Still, with everyone (particularly the media and politicians) seemingly focused on the Affordable Care Act’s short-term progress, be it success or failure (and admittedly, enrollment is still below overall expectations), it’s important to take a longer term view. GlobalData estimates the new law will bring in $115 billion in new business over the next 10 year period. In fact, Medicaid enrollment alone is estimated to increase by 19.5 million people. In total, 32 million new customers are expected.
Why is this important for Pharma? Well, this new business could earn up to $35 billion in incremental profits. So, despite all the hand wringing over the ACA’s initial troubles, there is money to be made and the real question for pharma is how to capitalize on the new law over the coming years.
So, what are some of the trends and strategies these days and how can pharma take advantage of them?
First, as discussed in a previous post on managed markets, it’s all about outcomes and marketing towards them. Payers are moving away from a fee-for-service model to an ACO/MCO model, where reimbursement is based upon patient outcomes and overall value. The Managed Markets and Marketing teams must develop a strategy to cater to this new way of doing business – be it new messaging, contracting strategies or new clinical or economic studies. Pharmaceutical companies will need to prove to not only HCPs, but hospital and formulary administrators, the value of their drug and why it commands premium pricing over the competition. This may mean moving marketing efforts away from restricted access physicians and towards plan administrators who control the formulary selections.

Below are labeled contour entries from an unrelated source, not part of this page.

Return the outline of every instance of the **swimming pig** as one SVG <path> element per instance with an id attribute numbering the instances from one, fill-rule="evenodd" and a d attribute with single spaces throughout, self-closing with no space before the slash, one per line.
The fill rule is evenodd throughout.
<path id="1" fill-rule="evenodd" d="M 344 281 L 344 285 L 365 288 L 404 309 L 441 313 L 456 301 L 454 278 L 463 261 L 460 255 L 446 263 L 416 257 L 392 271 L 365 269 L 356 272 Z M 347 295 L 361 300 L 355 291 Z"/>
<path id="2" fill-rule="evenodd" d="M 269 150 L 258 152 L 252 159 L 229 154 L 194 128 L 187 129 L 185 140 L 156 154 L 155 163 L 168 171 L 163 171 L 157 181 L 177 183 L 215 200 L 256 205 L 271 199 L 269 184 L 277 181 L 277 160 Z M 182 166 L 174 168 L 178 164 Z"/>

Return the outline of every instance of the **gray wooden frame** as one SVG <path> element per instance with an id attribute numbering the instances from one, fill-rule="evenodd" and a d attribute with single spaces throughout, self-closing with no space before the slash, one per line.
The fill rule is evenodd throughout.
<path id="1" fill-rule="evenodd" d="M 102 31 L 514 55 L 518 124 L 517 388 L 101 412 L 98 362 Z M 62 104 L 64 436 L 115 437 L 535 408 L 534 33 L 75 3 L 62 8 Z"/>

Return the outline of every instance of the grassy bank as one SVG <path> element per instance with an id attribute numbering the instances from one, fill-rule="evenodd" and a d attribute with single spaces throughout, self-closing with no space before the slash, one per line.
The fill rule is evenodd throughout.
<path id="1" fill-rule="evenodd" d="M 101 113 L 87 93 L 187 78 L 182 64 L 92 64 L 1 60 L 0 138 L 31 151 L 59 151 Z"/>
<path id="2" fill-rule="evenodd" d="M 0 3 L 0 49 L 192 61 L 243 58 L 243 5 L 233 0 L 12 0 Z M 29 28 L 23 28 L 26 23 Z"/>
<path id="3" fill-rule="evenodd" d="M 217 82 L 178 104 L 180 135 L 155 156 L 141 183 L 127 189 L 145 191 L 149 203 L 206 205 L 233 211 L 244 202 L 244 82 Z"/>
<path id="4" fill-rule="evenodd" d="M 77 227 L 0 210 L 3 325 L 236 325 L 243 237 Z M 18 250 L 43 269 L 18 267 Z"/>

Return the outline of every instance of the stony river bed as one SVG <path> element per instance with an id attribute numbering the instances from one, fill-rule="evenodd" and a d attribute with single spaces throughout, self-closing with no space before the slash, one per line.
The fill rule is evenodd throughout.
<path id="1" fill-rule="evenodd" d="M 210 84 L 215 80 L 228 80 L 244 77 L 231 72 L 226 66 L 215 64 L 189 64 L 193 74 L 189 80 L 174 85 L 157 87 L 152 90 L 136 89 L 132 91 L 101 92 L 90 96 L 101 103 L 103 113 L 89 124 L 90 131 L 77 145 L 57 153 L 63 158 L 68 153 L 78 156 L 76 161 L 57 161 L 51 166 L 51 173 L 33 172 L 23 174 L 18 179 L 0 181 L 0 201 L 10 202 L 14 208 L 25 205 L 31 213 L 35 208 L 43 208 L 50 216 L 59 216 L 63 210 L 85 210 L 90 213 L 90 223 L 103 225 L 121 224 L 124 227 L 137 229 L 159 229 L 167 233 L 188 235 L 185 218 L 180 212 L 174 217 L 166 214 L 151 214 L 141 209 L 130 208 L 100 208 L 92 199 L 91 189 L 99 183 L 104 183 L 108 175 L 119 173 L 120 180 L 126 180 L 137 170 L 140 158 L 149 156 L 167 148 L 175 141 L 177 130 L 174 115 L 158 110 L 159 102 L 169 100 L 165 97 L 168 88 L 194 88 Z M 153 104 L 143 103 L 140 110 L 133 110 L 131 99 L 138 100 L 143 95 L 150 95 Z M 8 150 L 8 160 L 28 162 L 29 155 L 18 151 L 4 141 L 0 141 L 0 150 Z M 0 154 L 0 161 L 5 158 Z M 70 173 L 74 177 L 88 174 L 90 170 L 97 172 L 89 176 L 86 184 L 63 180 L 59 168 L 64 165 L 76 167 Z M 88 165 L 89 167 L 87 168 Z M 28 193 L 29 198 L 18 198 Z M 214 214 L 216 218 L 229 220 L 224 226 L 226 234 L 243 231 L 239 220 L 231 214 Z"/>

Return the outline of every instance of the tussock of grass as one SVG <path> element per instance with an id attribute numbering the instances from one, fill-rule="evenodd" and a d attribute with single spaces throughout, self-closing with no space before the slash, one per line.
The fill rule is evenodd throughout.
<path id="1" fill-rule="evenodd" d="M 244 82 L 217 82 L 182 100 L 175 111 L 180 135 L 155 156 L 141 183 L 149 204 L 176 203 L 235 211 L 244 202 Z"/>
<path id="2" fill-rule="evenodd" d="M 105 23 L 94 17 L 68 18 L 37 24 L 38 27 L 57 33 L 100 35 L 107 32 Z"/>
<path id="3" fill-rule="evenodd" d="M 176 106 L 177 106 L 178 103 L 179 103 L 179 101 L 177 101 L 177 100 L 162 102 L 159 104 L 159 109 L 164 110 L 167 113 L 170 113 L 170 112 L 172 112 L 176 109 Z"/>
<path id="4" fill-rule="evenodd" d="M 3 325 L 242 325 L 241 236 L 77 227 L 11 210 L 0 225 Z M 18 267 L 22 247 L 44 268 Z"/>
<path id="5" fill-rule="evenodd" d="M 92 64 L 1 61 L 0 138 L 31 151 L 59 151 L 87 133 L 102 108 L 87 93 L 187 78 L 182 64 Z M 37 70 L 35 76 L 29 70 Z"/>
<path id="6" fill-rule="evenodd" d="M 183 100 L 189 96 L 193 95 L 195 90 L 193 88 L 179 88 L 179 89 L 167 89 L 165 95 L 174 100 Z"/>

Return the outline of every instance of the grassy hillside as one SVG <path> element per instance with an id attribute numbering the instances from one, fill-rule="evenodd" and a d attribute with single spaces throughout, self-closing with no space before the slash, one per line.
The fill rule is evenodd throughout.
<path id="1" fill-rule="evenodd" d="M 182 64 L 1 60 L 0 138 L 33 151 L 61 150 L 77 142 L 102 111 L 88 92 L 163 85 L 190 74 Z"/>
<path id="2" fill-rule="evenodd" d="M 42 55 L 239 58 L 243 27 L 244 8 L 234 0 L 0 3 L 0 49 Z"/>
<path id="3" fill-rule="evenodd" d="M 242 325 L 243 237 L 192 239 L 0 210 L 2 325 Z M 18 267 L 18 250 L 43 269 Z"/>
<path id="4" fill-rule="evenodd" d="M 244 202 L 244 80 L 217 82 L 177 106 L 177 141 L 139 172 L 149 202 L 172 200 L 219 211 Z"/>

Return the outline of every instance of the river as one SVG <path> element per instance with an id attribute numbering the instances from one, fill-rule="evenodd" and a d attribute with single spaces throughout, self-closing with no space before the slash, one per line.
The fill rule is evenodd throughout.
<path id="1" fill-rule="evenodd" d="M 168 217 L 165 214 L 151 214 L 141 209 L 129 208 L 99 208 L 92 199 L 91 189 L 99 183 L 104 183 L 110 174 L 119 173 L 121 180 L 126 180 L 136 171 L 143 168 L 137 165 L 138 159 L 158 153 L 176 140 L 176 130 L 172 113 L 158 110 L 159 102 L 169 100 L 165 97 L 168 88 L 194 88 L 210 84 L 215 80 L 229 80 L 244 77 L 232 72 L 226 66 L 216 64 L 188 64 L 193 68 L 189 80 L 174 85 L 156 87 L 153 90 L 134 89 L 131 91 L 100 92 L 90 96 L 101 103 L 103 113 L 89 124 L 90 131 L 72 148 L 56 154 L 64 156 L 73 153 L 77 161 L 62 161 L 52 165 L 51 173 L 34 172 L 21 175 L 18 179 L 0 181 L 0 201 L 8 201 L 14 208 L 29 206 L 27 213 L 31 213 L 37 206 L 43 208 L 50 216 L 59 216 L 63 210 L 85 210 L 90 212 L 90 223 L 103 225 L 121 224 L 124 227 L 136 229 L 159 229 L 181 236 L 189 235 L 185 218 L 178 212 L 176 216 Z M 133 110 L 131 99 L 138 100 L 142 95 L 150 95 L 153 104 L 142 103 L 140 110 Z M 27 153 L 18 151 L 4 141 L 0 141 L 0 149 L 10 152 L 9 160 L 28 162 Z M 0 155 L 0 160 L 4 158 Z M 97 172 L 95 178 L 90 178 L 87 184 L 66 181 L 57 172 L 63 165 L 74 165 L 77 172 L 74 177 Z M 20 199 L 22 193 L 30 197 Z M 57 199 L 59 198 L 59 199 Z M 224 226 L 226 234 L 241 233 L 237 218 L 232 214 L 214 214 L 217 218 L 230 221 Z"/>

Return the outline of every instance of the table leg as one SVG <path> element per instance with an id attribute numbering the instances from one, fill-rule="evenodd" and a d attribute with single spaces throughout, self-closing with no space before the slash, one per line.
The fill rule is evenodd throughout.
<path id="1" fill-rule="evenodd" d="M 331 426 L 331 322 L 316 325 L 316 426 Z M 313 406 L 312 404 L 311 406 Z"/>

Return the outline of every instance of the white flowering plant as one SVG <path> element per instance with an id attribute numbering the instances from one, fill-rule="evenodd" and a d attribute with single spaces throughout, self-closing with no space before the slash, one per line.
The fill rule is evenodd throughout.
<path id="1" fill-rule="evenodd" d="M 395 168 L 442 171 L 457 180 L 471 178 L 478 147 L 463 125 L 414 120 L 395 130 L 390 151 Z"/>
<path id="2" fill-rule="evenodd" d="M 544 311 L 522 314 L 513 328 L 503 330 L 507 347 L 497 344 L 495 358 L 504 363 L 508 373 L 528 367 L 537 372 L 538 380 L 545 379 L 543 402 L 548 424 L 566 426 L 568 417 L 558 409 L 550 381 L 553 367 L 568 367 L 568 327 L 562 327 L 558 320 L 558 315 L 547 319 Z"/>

Second, companies will require advanced use of data and analytics to understand and address each customer’s needs in the buying process – be it ACO, MCO, integrated health system administrator and even HCP. As one example, pricing models will need to be shared that delineate how the price was derived, how it compares to others, and how the population will ultimately benefit from it. These types of analytics go beyond the traditional analytics done today.
Third, another nuance worth noting is the actual patient base. The largest group of newly insured that is expected to enter the system is young adults, aged 19-29. According to the Kaiser Family Foundation, 29% were uninsured prior to the implementation of the ACA. This Millennial generation is technically savvy (no wonder the website issues have slowed enrollment) and expect to be marketed to in new ways. For Pharma marketers, using mobile, social and other digital media channels is important to make direct connections with these consumers. Running a DTC ad on the evening news is no longer enough. Developing creative, two-way strategies to digitally unite the brand with these patients will be important to meet this segment’s needs and drive sales.
Finally, pharma companies are shifting away from mass produced drugs for large populations and towards innovative, specialty drugs for niche markets where they can command a premium price. In fact, these drugs will be the biggest drivers of branded drug spend growth; spending is expected to increase 30% over the next five years. Additionally, biologics are growing and are expected to account for one in every five new drugs.
Given all these trends and strategies, can you look beyond the ACA’s short-term issues and implement a long-term strategy to capture payer, patient and therapeutic preference? Are you ready to take advantage of the law’s impact?